A Assembleia Nacional da Venezuela, controlada pela oposição ao governo Nicolás Maduro (PSUV), adiou a instalação de juízo político contra o presidente. A posição do Legislativo do país é uma resposta ao processo de diálogo estabelecido entre situação e oposição em Caracas, com participação da União de Nações Sul-Americanas (Unasul).
A decisão foi tomada nesta terça-feira (1) e não há previsão de nova data para a retomada do processo. Nesta quinta-feira (3), estava prevista uma marcha convocada pela oposição que deveria ocorrer, em direção ao Palácio de Miraflores, sede da Presidência. A manifestação, entretanto, também foi suspensa pelos opositores de Maduro.
O cancelamento da convocatória também se deu por conta das negociações, que começaram no final de outubro.
O opositor Henry Ramos Allup, que é presidente da Assembleia, disse que o diálogo na Venezuela foi iniciado com a solicitação da comunidade internacional e sinalizou que a negociação pode significar "recíprocas concessões".
Maduro, por sua vez, destacou que as negociações são uma via para neutralizar as pretensões de parte da oposição em utilizar a violência. Ele também agradeceu de forma especial o envolvimento do papa Francisco e do Vaticano no processo.
Apoio
Antes da instauração das mesas de diálogo no país, o presidente da Bolívia, Evo Morales, afirmou que a ofensiva da oposição venezuelana representava uma ruptura da ordem democrática contra Maduro.
“Há uma aberta conspiração dos EUA contra a Revolução Bolivariana da Venezuela, um golpe (...). Quero expressar toda nossa solidariedade, todo nosso apoio ao companheiro presidente Nicolás Maduro e ao povo irmão, bolivariano e chavista da Venezuela perante as atuais investidas por parte da direita internacional”, disse Morales à imprensa na última sexta-feira (28), após uma reunião com a chanceler venezuelana, Delcy Rodríguez.
A principal crítica de Morales se refere justamente ao juízo político que a Assembleia da Venezuela pretendia iniciar, dado que não há previsão constitucional para tal processo.
Crise
O contexto de tensão na Venezuela se explica por conta da conjunção de uma crise política com uma econômica. Essa é a opinião de Gilberto Maringoni, professor de Relações Internacionais da Universidade Federal do ABC (UFABC).
“Ocorreu uma forte contração internacional dos preços do petróleo nos últimos dois anos. Para um país no qual o petróleo equivale a cerca de 97,5% das exportações, isso é fatal. A carga tributária é muito baixa, em torno de 10% do PIB [Produto Interno Bruto], não cobre os gastos correntes do Estado. O que cobre são os royalties. Quando isso acontece, o Estado passa a ter enormes dificuldades de financiamento. Há uma carência de entrada de dólares na economia”, diz. “A crise econômica potencializa a crise política”.

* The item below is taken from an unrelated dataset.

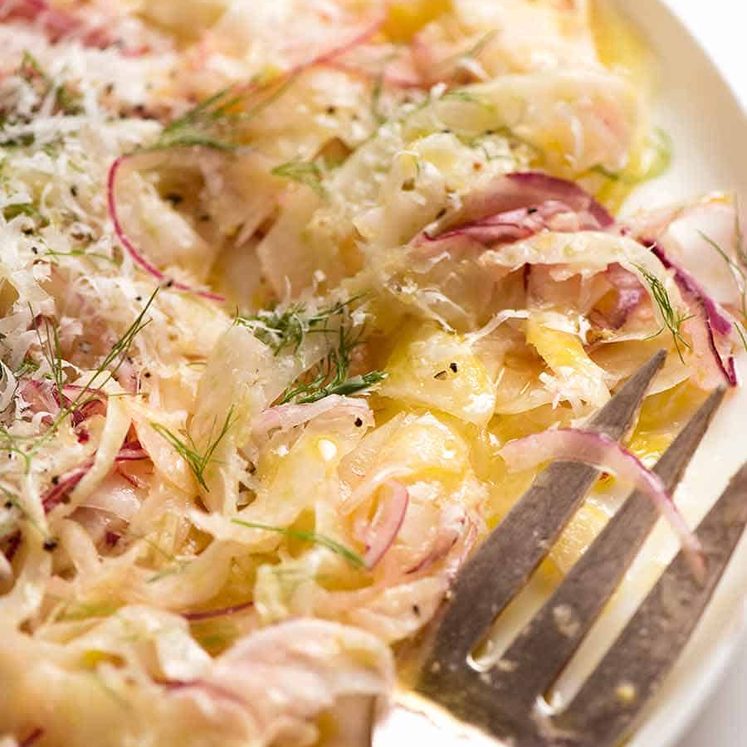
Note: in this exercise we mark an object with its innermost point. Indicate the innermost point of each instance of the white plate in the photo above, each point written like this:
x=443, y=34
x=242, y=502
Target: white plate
x=708, y=127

Para Maringoni, o governo Maduro tem demonstrado pouca habilidade no enfrentamento das questões econômicas. Entretanto, o cenário econômico não é tão drástico quanto algumas avaliações. “Alguns analistas falam que existe uma crise humanitária. Crise humanitária ocorre quando há uma epidemia incontrolável, crise de abastecimento insolúvel, fome, algo que coloque em risco a vida das pessoas. Não existe nada disso na Venezuela. Existe uma guerra de sabotagem econômica e de cerco midiático”, afirma.
“A oposição quer derrubar não o Maduro, mas sim o processo político iniciado em 1999. O golpe de 2002 foi expressão disso”, pondera.
Para além desta questão, ele critica a ausência de atuação diplomática brasileira no caso: “Uma coisa notável de se ver é a irrelevância que está adquirindo a diplomacia brasileira no governo Temer, sob a gestão de José Serra. Em um país que faz fronteira com Brasil, se repete o que ocorreu nas negociações com as Farc: estamos fora. O Brasil, dentro da América Latina, se tornou irrelevante”.
De qualquer forma, Maringoni vê com otimismo o processo de negociações iniciado no país vizinho. “Dá pra ser otimista porque os governos da Venezuela são muito diferentes, por exemplo, dos do PT. Na Venezuela, estão lutando como leões, de uma maneira heroica -- com graves dificuldades internas, contra o isolamento internacional - para não deixar o processo democratizante iniciado há duas décadas se perca”, finaliza.